Above photo: Restoring Prairie Creek to ecological integrity is part of the plan for the 125-acre ‘O Rew Redwoods Gateway, which represents a first-ever model for tribal, federal, and state co-management of nationally significant land, with an Indigenous tribe at the helm. CalTrout / Michael Wier.

California’s Yurok Tribe had 90 percent of its territory stolen during the mid-1800s gold rush. Now, it will be getting a piece of its land back that serves as a gateway to Redwood state and national parks.

For decades, the ancient redwoods on former Yurok lands were decimated for lumber and a sawmill built to process it. Now, in a first-of-its-kind agreement between the Yurok, the National Park Service, California State Parks and nonprofit Save the Redwoods League, the Tribe will become the first to manage Tribal land alongside the National Park Service, a press release from Save the Redwoods League said.

The historic memorandum “starts the process of changing the narrative about how, by whom and for whom we steward natural lands,” said Sam Hodder, Save the Redwoods League president and CEO, in a statement, as The Guardian reported.

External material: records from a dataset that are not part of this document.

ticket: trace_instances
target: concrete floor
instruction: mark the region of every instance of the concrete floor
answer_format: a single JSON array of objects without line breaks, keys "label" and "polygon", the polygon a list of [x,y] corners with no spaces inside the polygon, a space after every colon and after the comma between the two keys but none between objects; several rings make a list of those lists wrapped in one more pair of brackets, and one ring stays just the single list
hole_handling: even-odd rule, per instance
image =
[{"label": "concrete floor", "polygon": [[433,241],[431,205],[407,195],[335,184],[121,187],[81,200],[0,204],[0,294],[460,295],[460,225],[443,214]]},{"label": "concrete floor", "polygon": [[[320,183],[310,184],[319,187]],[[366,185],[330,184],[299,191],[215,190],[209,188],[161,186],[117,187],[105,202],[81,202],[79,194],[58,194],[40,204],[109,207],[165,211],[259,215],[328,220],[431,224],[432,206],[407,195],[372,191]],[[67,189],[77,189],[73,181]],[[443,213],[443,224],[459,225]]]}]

Rosie Clayburn, the Yurok’s cultural resources director, said getting back the 125 acres of land — called ‘O Rew in their native language — shows the “sheer will and perseverance of the Yurok people. We kind of don’t give up,” as reported by The Guardian.

Traditionally, the Tribe only used fallen trees to build their canoes and houses.

“This is work that we’ve always done, and continued to fight for, but I feel like the rest of [the] world is catching up right now and starting to see that Native people know how to manage this land the best,” Clayburn said.

In 2013, Save the Redwoods League bought the property and started working with the Tribe to restore it.

“Even after the mill closed, its aging structures and acres of asphalt marred a crucial redwoods ecosystem near the confluence of Prairie Creek and Redwood Creek. The degraded site was a painful reminder of the area’s complex history of cultural devastation, ecological destruction, and economic hardship, in the heart of traditional Yurok land,” the press release said. “Save the Redwoods League saw this scar on the landscape and recognized an incredible opportunity for healing and renewal.”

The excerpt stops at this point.